# Capriole's Precariously Pompous



## Crossroads Boers

Love this girl! So excited to show her this weekend! Poppy just joined our herd on Tuesday and I am so thrilled with her! She currently has 25 ABGA points from 1 show.


----------



## happybleats

shes beautiful!!


----------



## ksalvagno

Absolutely beautiful!


----------



## NubianFan

She's gorgeous, but she looks so mad in some of those pics LOL


----------



## nancy d

Wowza! Age?


----------



## Little-Bits-N-Pieces

Gorgeous! 

Nancy, I think she's 4 months?

ETA: Yep, 4 months, she's a Feb. baby  She's so pretty!


----------



## RaineyDayFarms

Love her. She's such a chunk


----------



## Crossroads Boers

She's 7 months actually... DOB: 12/12/13  She's a little short but must weigh 120+. Rainbows is a Feb. kid... 

Thank you!


----------



## Little-Bits-N-Pieces

:doh: :lol: So Nancy... she's 7 months :slapfloor:

I looked on your site and it said 2/12/13, I didn't look at the year, and also, I suppose it needs a 1 in front of the 2 :lol: 

Either way, whether she's 4 months or 7 months, she's gorgeous!


----------



## Crossroads Boers

Oh goodness gracious.... thanks for noticing that!!! I'll go fix it!!


----------



## Frosty

Wow she is such a hunk of loving.
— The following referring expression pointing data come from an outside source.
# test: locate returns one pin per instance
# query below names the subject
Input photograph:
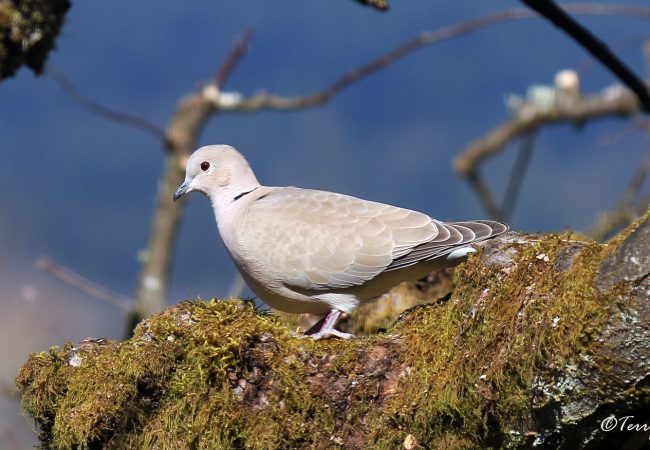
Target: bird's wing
(321, 240)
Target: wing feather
(321, 240)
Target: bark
(545, 342)
(28, 31)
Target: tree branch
(103, 111)
(550, 10)
(517, 175)
(183, 131)
(83, 284)
(262, 100)
(380, 5)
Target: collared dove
(318, 252)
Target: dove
(318, 252)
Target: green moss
(460, 374)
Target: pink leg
(324, 328)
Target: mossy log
(544, 337)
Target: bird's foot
(326, 334)
(324, 328)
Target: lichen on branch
(543, 337)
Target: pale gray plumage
(303, 250)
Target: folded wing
(320, 240)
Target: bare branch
(612, 102)
(556, 15)
(103, 111)
(380, 5)
(263, 100)
(484, 194)
(517, 175)
(625, 212)
(75, 280)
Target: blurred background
(80, 189)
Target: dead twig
(517, 175)
(626, 211)
(184, 129)
(84, 285)
(598, 49)
(263, 100)
(380, 5)
(101, 110)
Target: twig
(484, 194)
(612, 102)
(380, 5)
(593, 45)
(83, 284)
(103, 111)
(264, 100)
(625, 212)
(517, 175)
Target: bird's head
(217, 171)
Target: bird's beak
(182, 189)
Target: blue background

Is it just the breed or do you have a secret on how to get them to pose for pictures. I can't get my nd to stand still a minute. lol


----------



## Crossroads Boers

I don't know.... I've never taken pictures of another breed. Except our Nubian... and non of those pictures turned out very good. 

She's such a sweet girl and has very good manners. She prances around while on a lead. It's pretty funny as she seems quite proud of herself.


----------



## canyontrailgoats

She's stunning, and oh so chunky


----------



## Crossroads Boers

Thanks.


----------



## chigarden

WOW ! She is beautiful !!


----------



## toth boer goats

Very nice.


----------



## Crossroads Boers

Thanks!


----------



## ShanLouise37

She is absolutely beautiful.


----------



## Crossroads Boers

Thanks!


----------



## Crossroads Boers

Here are some new pictures.  The other red doe is Rainbows, who is 2 months younger. Poppy and Rainbows are pretty closely related.... their sires have the same sire (Windy Acres Flash my Cash *EN*), and their dam's have the same sire (RRD V808 *EN*).  I love these two girls!


----------



## nchen7

Pretty girls!!!


----------



## Crossroads Boers

Thank you nchen7!


----------



## Tenacross

Does the ground shake when those two come running?


----------



## toth boer goats

I love them :hi5:


----------



## Crossroads Boers

Tenacross said:


> Does the ground shake when those two come running?


haha... no, but it does when Dandi comes running!  I entered these two for best pair of does at the State Fair.  They aren't extremely similar, but it will be fun to hear what the judge says. They will both be in the same age class at State Fair too. Poppy will graduate to 9-12 on the 2nd day...


----------